Les réussites visuelles : L’écran blanc en fond de scène accueille de superbes cartes géographiques conçues comme des œuvres graphiques. Au moment du Goulag, cet écran devient transparent, laissant deviner le vide et les tempêtes de neige. On remarque également le portant musical, qui évoque subtilement une guillotine tout au long de la pièce, ainsi qu’un dispositif sur roulettes mettant en scène une porte. Cette porte, qui ne remplit jamais vraiment son office entre l’intérieur et l’extérieur, illustre à merveille la précarité de l’homme sur Terre.

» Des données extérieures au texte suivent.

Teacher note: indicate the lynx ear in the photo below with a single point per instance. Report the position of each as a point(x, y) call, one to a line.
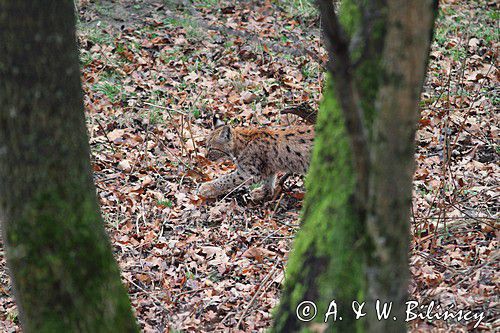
point(217, 122)
point(225, 134)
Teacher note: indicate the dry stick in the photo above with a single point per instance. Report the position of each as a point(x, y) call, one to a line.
point(106, 135)
point(181, 138)
point(164, 108)
point(189, 124)
point(148, 293)
point(257, 293)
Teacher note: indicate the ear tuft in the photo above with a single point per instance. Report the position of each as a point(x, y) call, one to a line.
point(225, 134)
point(217, 122)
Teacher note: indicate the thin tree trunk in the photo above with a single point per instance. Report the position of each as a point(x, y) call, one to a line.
point(353, 244)
point(409, 35)
point(60, 259)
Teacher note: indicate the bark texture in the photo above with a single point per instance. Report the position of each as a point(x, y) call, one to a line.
point(407, 43)
point(353, 244)
point(60, 259)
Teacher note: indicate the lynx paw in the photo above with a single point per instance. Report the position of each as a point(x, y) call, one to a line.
point(259, 194)
point(206, 190)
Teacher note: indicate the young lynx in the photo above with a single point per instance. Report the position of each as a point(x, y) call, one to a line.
point(259, 154)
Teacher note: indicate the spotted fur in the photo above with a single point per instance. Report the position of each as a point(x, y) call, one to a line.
point(259, 153)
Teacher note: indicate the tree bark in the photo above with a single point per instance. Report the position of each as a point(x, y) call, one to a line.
point(407, 43)
point(353, 243)
point(64, 274)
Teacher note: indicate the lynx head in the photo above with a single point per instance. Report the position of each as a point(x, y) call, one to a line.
point(219, 143)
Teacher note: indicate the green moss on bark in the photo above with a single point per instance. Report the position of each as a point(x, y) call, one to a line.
point(324, 255)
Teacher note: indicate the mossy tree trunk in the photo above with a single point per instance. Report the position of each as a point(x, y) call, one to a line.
point(64, 274)
point(353, 243)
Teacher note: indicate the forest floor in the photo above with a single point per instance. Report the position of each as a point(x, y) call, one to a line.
point(154, 73)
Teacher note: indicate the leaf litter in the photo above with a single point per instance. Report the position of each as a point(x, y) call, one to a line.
point(153, 75)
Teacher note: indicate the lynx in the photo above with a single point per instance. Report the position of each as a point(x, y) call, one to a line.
point(259, 154)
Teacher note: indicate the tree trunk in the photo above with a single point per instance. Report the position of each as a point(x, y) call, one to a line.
point(353, 243)
point(64, 274)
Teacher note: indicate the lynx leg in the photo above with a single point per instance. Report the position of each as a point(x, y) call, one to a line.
point(223, 184)
point(265, 190)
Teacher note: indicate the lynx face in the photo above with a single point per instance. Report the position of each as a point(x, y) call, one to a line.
point(219, 143)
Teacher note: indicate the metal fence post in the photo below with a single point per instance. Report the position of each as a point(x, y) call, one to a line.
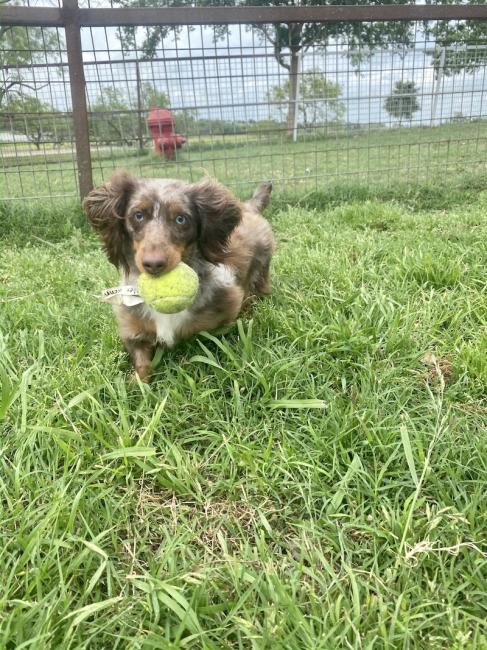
point(78, 95)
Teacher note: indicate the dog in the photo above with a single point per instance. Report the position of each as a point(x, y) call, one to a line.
point(151, 225)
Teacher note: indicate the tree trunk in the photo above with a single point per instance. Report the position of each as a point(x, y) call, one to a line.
point(293, 90)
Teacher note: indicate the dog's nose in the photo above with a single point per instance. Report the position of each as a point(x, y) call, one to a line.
point(154, 265)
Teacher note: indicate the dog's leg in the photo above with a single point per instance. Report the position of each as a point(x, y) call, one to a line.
point(141, 353)
point(139, 336)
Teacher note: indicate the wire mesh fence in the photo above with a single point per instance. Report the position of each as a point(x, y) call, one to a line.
point(369, 102)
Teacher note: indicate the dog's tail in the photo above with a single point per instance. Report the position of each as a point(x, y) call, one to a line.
point(261, 196)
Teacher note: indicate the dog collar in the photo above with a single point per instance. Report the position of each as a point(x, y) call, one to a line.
point(126, 295)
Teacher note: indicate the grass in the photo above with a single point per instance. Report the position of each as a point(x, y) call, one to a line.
point(315, 477)
point(386, 156)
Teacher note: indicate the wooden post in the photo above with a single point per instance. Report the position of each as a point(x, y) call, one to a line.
point(140, 128)
point(72, 28)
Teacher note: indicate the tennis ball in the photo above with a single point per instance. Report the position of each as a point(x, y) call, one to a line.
point(171, 292)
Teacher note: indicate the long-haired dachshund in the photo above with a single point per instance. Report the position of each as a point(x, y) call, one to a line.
point(150, 225)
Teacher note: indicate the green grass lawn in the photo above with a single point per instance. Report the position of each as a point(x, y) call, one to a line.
point(387, 156)
point(315, 477)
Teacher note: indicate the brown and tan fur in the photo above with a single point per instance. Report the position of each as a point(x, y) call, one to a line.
point(150, 225)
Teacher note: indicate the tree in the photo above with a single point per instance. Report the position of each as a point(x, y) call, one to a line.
point(28, 116)
point(113, 119)
point(152, 98)
point(23, 46)
point(288, 40)
point(318, 98)
point(403, 102)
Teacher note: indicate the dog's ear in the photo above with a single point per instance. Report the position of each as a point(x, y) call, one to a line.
point(219, 213)
point(105, 207)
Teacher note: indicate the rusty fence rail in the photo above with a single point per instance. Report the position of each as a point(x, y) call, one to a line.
point(334, 131)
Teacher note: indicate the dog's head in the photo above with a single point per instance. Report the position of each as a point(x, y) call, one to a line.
point(153, 223)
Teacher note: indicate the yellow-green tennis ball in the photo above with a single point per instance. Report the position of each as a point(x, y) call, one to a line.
point(171, 292)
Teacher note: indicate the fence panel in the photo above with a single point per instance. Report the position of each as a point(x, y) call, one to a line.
point(386, 103)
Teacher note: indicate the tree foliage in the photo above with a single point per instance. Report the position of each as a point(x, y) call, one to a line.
point(403, 102)
point(39, 122)
point(318, 102)
point(23, 46)
point(114, 119)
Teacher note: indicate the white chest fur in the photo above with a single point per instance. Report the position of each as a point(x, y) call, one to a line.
point(168, 326)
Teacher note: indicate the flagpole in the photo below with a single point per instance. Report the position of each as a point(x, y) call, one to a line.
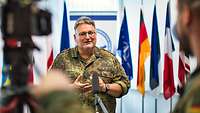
point(156, 100)
point(142, 103)
point(156, 110)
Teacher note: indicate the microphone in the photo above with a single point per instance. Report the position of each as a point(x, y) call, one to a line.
point(95, 83)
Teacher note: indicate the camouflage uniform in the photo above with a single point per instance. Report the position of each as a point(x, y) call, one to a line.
point(102, 62)
point(190, 101)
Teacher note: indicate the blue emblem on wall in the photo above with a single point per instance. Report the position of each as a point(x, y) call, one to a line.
point(103, 40)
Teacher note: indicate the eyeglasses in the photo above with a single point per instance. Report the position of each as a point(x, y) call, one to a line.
point(89, 33)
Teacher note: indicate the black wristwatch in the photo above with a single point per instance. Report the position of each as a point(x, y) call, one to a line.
point(107, 88)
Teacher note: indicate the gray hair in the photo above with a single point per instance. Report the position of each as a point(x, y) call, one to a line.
point(84, 20)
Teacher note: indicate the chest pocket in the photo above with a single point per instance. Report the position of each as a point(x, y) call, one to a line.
point(107, 72)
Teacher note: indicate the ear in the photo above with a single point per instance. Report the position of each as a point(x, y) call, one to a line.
point(75, 38)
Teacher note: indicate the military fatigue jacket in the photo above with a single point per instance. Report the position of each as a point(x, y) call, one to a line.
point(190, 101)
point(102, 62)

Le point d’interrogation : En revanche, certains choix restent plus obscurs. On peine à comprendre l’utilité de ce portant de vêtements qui tête sur scène et attire notre regard . S’agit-il d’une nostalgie de l’acteur, le regret de ne pas avoir plus de comédiens à ses côtés ? Le sens nous échappe un peu.

En conclusion

La force du spectacle réside dans la beauté de son texte et la performance de son comédien, qui souffre physiquement sur scène pour incarner cette vie de labeur. Cet homme aura été une bête de somme toute sa vie, et sa mort douloureuse apparaît comme le continuum logique d’une existence sacrifiée.

Le bémol : Le spectacle souffre parfois de son ambition et certaines descriptions étirent inutilement le récit. Néanmoins, le professionnalisme de l’ensemble et la noblesse de cet objectif d’éducation populaire emportent l’adhésion.

Le public ressort conquis par ce témoignage plein de gravité. Une œuvre essentielle qui résonne douloureusement avec notre actualité contemporaine (Ukraine, Proche-Orient), nous rappelant que les totalitarismes continuent de broyer les vies des innocents. Un beau moment de théâtre, digne et mémoriel.